A new lower bound for the multicolor Ramsey number $r_k(K_{2, t + 1})$

TL;DR

This paper introduces a new family of $K_{2, t+1}$-free graphs and uses them to establish improved lower bounds for the multicolor Ramsey number $r_k(K_{2, t+1})$ when $k$ and $t$ are powers of the same prime.

Contribution

It provides a novel construction of $K_{2, t+1}$-free graphs and derives tighter lower bounds for the multicolor Ramsey number in specific cases.

Findings

Established a new infinite family of $K_{2, t+1}$-free graphs.

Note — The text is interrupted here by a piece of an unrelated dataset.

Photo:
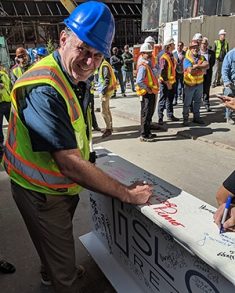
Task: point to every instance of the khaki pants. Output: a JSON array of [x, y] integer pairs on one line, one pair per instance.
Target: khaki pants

Derived lower bounds $tk^2 + 1$ for $r_k(K_{2, t+1})$ when $k$ and $t$ are prime powers.

Compared new bounds with existing upper bounds to improve understanding of $r_k(K_{2, t+1})$.

Abstract

In this short note, we provide a new infinite family of $K_{2, t+1}$-free graphs for each prime power $t$. Using these graphs, we show that it is possible to partition the edges of $K_n$ into parts, such that each part is isomorphic to our $K_{2, t+1}$-free graph. This yields an improved lower bound to the multicolor Ramsey number $r_k(K_{2, t+1})$ when $k$ and $t$ are powers of the same prime. For these values of $k$ and $t$, our coloring implies that $$ tk^2 + 1 \leq r_k(K_{2, t+1}) \leq tk^2 + k + 2. $$ where the upper bound is due to Chung and Graham.